I'm trying to create a summary table to summarise data grouped by 4 variables. Ideally 2 variables will be plotted across the top and 2 across the side. I have attached a table I created with the data in Excel to give an idea of the intended final product.
Here is some code to provide the test data I am working with:
Zone <- c("Europe", "Europe", "Europe", "Europe", "USA", "USA", "Asia",
"Asia", "Europe", "USA", "Europe", "Europe")
Type <- c(1, 1, 2, 1, 1, 2, 1, 2, 1, 1, 2, 2)
Company <- c("Company1", "Company1", "Company4", "Company4", "Company2",
"Company2", "Company2", "Company5", "Company5", "Company5", "Company1",
"Company5")
Duration <- c(3, 3, 3, 1, 3, 2, 5, 5, 5, 4, 4, 4)
Value <- c(1000, 1000, 2000, 2000, 1500, 1300, 6000, 2000, 1000, 1200, 3000,
3000)
df <- data.frame(Zone, Type, Company, Duration, Value)
I need to show a SUM of "value" split by Zone first, then by "Type" (to be plotted at the top of the table.

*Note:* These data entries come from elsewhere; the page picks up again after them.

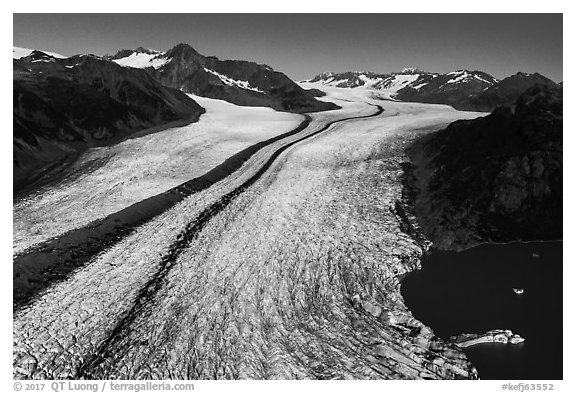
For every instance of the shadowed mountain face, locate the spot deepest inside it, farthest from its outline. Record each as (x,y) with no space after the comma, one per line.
(239,82)
(497,178)
(505,92)
(63,106)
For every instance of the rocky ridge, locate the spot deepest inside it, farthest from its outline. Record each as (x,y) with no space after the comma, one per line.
(493,179)
(65,105)
(236,81)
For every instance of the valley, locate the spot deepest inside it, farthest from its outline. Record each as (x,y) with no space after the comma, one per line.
(287,267)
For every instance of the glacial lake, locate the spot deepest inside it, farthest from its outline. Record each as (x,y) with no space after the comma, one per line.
(472,292)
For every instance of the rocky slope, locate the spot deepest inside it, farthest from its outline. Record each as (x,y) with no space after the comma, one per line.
(457,88)
(506,91)
(497,178)
(462,89)
(64,105)
(239,82)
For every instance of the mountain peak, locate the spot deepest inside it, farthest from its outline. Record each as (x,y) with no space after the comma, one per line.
(147,51)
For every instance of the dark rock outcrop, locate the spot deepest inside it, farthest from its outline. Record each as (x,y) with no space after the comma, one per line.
(506,92)
(492,179)
(492,336)
(63,106)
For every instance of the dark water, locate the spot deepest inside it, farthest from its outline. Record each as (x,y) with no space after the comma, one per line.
(471,292)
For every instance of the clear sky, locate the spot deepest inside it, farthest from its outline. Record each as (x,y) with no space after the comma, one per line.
(303,45)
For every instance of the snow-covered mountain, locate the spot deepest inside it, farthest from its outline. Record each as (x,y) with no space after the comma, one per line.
(18,53)
(235,81)
(140,58)
(462,89)
(64,105)
(390,82)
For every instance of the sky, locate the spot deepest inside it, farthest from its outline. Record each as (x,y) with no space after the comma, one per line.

Following this it should be further split by "Company" and then "Duration" (to be plotted on the left of the table). Please see the attached image! It is very important that all factors are shown even if the data on the row/column is all 0's or NA's.

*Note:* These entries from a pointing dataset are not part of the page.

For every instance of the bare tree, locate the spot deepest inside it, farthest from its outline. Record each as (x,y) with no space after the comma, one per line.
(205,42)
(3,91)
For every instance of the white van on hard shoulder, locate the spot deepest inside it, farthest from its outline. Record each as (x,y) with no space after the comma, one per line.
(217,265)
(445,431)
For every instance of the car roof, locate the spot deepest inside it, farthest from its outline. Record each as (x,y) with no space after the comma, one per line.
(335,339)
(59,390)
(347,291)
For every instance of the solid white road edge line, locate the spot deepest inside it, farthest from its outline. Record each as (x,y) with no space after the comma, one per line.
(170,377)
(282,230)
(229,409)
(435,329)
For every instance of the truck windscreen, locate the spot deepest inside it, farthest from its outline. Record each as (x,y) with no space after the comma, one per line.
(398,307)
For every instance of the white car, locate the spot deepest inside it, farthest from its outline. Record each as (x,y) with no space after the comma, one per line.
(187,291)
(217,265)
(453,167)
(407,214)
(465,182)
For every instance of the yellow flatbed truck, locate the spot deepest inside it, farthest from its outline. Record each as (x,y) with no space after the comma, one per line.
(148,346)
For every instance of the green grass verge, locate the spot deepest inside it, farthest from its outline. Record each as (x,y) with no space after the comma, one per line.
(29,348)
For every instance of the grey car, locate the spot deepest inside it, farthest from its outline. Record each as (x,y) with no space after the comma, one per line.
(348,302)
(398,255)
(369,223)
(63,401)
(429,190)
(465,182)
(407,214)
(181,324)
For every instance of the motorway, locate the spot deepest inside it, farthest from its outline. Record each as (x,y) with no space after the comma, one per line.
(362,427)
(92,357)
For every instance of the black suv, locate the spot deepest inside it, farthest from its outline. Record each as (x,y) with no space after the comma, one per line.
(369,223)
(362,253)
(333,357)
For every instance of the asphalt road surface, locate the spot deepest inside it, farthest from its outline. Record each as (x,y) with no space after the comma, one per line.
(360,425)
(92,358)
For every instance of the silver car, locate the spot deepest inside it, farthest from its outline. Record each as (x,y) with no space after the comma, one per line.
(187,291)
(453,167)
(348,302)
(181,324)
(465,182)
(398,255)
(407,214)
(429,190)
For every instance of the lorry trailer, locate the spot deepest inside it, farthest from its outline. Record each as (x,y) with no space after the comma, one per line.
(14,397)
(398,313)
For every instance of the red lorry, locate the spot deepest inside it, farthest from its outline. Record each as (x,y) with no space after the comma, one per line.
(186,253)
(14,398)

Also, I need to replicate the exact same table but using a COUNT(length) function rather than SUM.
Any ideas would be greatly appreciated!
What makes this a little more complicated is that there are values you want represented in the solution that you don't have in the dataframe, such as all values for "Company3." My solution is to create an "anchor" data frame that contains all combinations of Company
and Duration
then left join a summary table to that. Finally, where values are NA
, set to 0
.
library(dplyr)
# Create anchor dataframe
anchor <- data.frame(Company = rep(c("Company1","Company2","Company3","Company4","Company5"),each=5),
Duration = rep(c(1:5),5),
stringsAsFactors = F)
# Summarize data
summary <- df %>%
group_by(Zone,Type,Company,Duration) %>%
summarise(stat = sum(Value)) %>% # summarise as desired
ungroup() %>%
mutate(Zone.Type = paste0(Zone,".",Type)) %>%
select(-Zone,-Type) %>%
spread(key = Zone.Type, value = stat, fill = 0)

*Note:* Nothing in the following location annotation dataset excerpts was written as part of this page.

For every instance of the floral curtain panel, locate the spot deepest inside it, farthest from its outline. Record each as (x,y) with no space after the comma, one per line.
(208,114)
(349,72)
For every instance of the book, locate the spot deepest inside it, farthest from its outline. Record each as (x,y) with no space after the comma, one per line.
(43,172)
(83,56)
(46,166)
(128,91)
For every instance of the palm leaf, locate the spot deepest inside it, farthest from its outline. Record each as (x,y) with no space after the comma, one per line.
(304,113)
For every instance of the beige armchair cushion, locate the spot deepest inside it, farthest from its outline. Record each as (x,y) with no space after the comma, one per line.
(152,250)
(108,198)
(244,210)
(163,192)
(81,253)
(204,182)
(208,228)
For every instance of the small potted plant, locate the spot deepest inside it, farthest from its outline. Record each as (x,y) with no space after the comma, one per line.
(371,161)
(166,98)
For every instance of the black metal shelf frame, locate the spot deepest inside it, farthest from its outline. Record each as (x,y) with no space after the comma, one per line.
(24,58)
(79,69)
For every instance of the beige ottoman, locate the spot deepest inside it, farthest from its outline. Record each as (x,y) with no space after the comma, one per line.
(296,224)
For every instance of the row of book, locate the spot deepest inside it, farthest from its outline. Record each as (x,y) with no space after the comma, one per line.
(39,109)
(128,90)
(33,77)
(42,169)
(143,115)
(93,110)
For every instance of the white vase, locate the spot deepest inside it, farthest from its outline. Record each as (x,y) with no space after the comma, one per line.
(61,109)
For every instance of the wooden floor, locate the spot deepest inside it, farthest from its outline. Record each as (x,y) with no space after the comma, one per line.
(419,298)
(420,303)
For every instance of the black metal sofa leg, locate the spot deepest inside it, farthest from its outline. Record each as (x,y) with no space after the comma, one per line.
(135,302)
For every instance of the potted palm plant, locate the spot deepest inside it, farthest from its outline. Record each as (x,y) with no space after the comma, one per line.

# Join the anchor to the summary
final <- left_join(anchor,summary,by = c("Company","Duration")) %>%
arrange(Company,Duration)
# Set all NA to 0
final[is.na(final)] <- 0
This will give the following result:
Company Duration Asia.1 Asia.2 Europe.1 Europe.2 USA.1 USA.2
1 Company1 1 0 0 0 0 0 0
2 Company1 2 0 0 0 0 0 0
3 Company1 3 0 0 2000 0 0 0
4 Company1 4 0 0 0 3000 0 0
5 Company1 5 0 0 0 0 0 0
6 Company2 1 0 0 0 0 0 0
7 Company2 2 0 0 0 0 0 1300
8 Company2 3 0 0 0 0 1500 0
9 Company2 4 0 0 0 0 0 0
10 Company2 5 6000 0 0 0 0 0
11 Company3 1 0 0 0 0 0 0
12 Company3 2 0 0 0 0 0 0
13 Company3 3 0 0 0 0 0 0
14 Company3 4 0 0 0 0 0 0
15 Company3 5 0 0 0 0 0 0
16 Company4 1 0 0 2000 0 0 0
17 Company4 2 0 0 0 0 0 0
18 Company4 3 0 0 0 2000 0 0
19 Company4 4 0 0 0 0 0 0
20 Company4 5 0 0 0 0 0 0
21 Company5 1 0 0 0 0 0 0
22 Company5 2 0 0 0 0 0 0
23 Company5 3 0 0 0 0 0 0
24 Company5 4 0 0 0 3000 1200 0
25 Company5 5 0 2000 1000 0 0 0
Data frames can't have merged cells like the excel-like output you provided, but I think this is a good approximation. Substitute the summary statistic of your choice where indicated above.